Move First, Think Later is a compilation of the author's refreshing and unorthodox views on chess in relation to didactic practices, philosophy, psychology, neurology, statistics and so on.

Hendriks spares none, including himself, resulting in a pleasant reading experience on some serious topics. Can't say I always agree, but it sure made me re-evaluate many of the opinions and 'beliefs' I hold, having taught chess as a profession for over ten years.
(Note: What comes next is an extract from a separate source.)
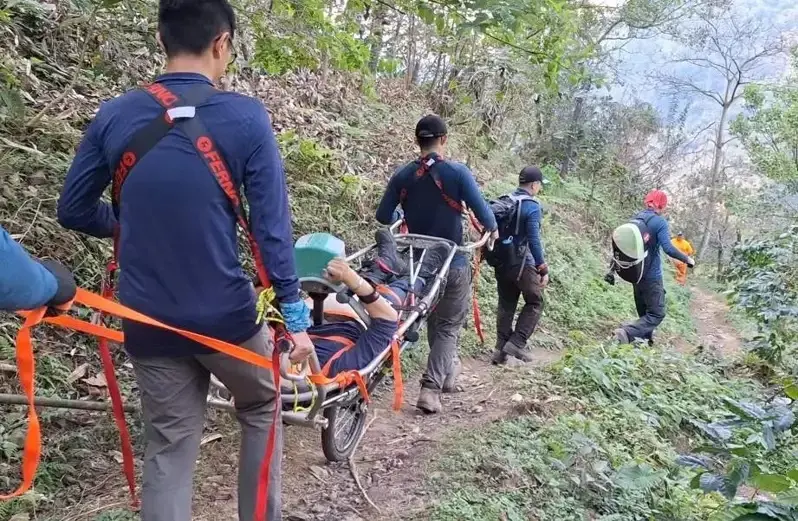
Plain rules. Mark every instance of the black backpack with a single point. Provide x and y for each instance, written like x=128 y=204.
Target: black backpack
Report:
x=506 y=253
x=630 y=242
An example of Hendriks' writing style on a lighter, but very familiar topic, a chess player's habitual time trouble:

"Regarding 'real-life' addictions, like drinking or gambling, you could say that the attempts to deal with them are not always a complete success (to put it very mildly). Are chess players more successful in fighting their addiction?
Books with advice on this matter offer no research results to prove their effectiveness. As noted before, in chess literature, deriving claims from empirical tests is not priority number one.
I am curious what a study on 'kicking the habit of exorbitant use of thinking time' would reveal. I wouldn't be surprised if it showed little or no success. When I look around me in the tournament hall, I see the same guys struggling with the clock as twenty years ago. And if I speak to them about it, they tell me that they 'really should do something about this time pressure' just as they told me twenty years ago. I'm not laughing at them; unfortunately, I'm a member of this club!"